But the morning was also marked by another phenomenon -less unusual, but still rare: a strong acqua alta. The sea rose to 1.15 meters above its average level, and flooded calli and campi with up to ten inches of water.
Now, the two phenomena are obviously correlated, since they are both driven by atmospheric conditions. The fact is, however, that one might suspect that the correlation is an inverse one. High levels of water are usually due to a strong wind from the south-east, which pushes waters of the Adriatic basin toward the Venice lagoon. This wind usually brings warmer air in, so in normal conditions it should twart the cold weather needed for sustained snow falls.
Indeed, I must say I have never seen the two phenomena in coincidence in my life. If we assign the probability of 4" of snow to be one in a thousand, and the probability of a 1.15m acqua alta to be one in five hundred, their product would make the coincidence a "twice in a million" one, or something that happens by chance only once in fifteen hundred years!
In reality, we need to apply some corrections to that back-of-the-envelope estimate. The phenomenon of acqua alta is most typical in the winter months - so there is at least a factor of four to discount because of that. Also, there are two maxima of the water level per day. This leaves us with an estimate of once every two hundred years.
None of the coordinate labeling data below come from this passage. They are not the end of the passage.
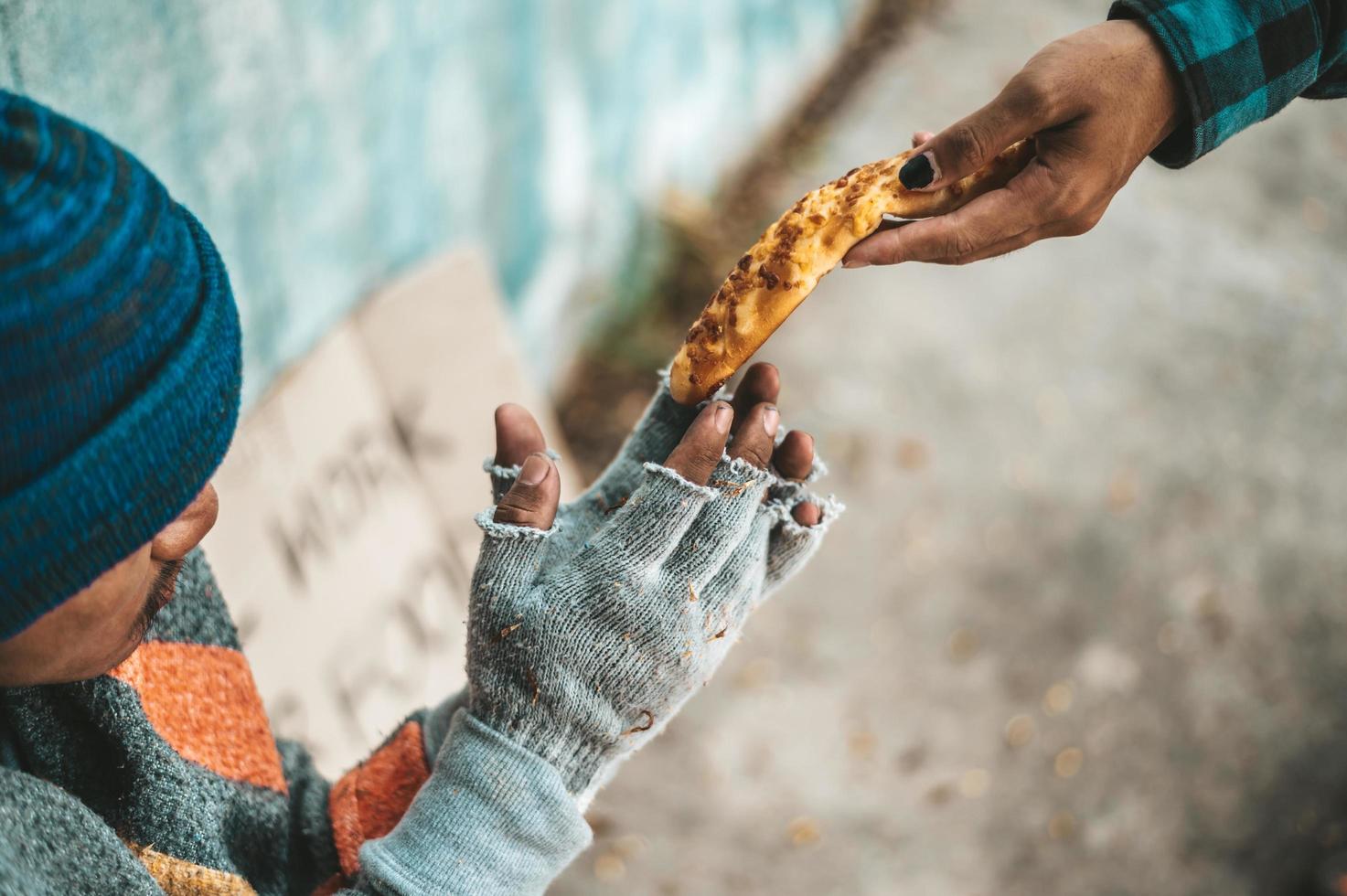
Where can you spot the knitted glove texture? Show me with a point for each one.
(586, 639)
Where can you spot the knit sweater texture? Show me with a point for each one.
(163, 776)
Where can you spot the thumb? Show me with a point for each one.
(1021, 110)
(532, 500)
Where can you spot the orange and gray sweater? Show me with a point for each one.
(162, 776)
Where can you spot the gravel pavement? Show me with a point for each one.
(1084, 628)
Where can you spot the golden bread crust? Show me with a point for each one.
(776, 275)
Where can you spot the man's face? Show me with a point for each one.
(102, 625)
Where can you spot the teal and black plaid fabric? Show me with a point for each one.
(1241, 61)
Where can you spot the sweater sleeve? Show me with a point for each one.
(1242, 61)
(444, 806)
(493, 819)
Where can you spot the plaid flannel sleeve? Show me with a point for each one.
(1241, 61)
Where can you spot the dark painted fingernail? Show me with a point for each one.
(535, 469)
(917, 171)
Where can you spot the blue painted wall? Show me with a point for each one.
(329, 144)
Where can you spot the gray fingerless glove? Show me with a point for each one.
(586, 639)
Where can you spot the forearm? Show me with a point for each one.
(1241, 61)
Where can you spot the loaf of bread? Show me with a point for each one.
(780, 271)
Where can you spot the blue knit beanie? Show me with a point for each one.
(119, 358)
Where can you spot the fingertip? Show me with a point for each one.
(761, 383)
(794, 457)
(518, 434)
(534, 497)
(757, 434)
(702, 446)
(877, 248)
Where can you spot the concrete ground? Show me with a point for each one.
(1084, 628)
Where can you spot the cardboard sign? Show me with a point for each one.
(345, 538)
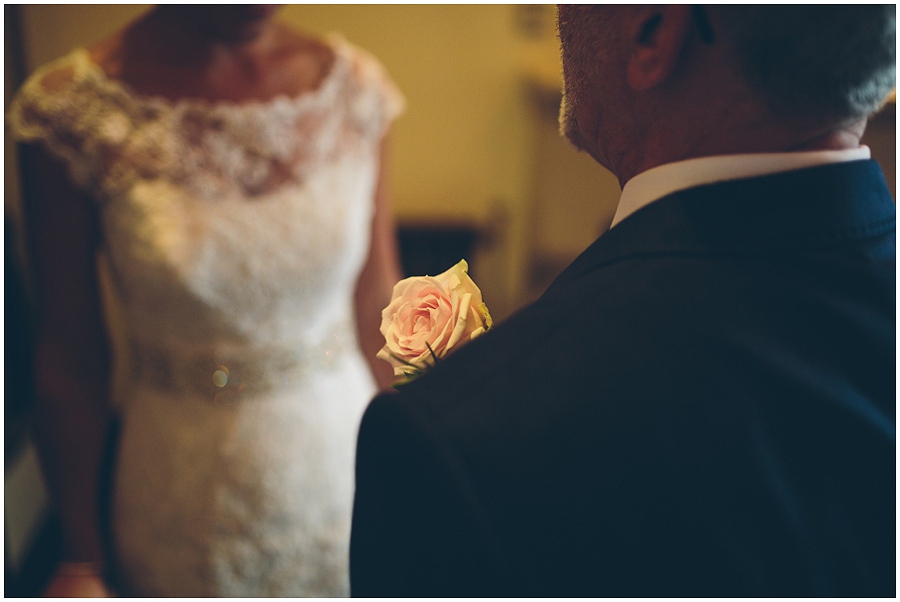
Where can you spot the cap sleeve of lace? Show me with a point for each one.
(60, 108)
(377, 99)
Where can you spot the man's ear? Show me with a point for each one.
(658, 39)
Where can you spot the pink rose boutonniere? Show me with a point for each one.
(428, 317)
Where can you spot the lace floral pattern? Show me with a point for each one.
(110, 137)
(235, 234)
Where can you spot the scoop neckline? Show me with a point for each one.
(334, 41)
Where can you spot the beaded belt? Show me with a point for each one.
(226, 376)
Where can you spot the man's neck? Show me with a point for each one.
(772, 139)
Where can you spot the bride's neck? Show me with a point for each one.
(174, 35)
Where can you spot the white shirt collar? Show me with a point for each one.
(663, 180)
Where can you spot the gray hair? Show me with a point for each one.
(835, 62)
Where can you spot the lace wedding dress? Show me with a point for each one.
(235, 233)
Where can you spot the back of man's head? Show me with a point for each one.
(824, 62)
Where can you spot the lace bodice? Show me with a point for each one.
(235, 234)
(226, 223)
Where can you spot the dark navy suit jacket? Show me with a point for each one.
(702, 404)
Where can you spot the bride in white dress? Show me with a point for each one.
(229, 169)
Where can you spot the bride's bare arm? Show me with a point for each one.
(71, 363)
(381, 272)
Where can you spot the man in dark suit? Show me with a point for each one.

I could continue to try and correct the estimate further, but it is quite meaningless: suffices to say that it is the first time in 40 years that I see such a phenomenon. So now let me just paste here a few pictures of the event, taken from a mobile phone (which begs your excuse for the poor quality of the material).
Rio del Malcanton invades the walkway. Notice the falling flakes.
Icy waters with rubbish floating around.
Lakes in Campo Santa Margherita.
Stores try to fight the water invasion with pumps, but it is an uphill struggle.
A floating rubbish bag with a cap of snow.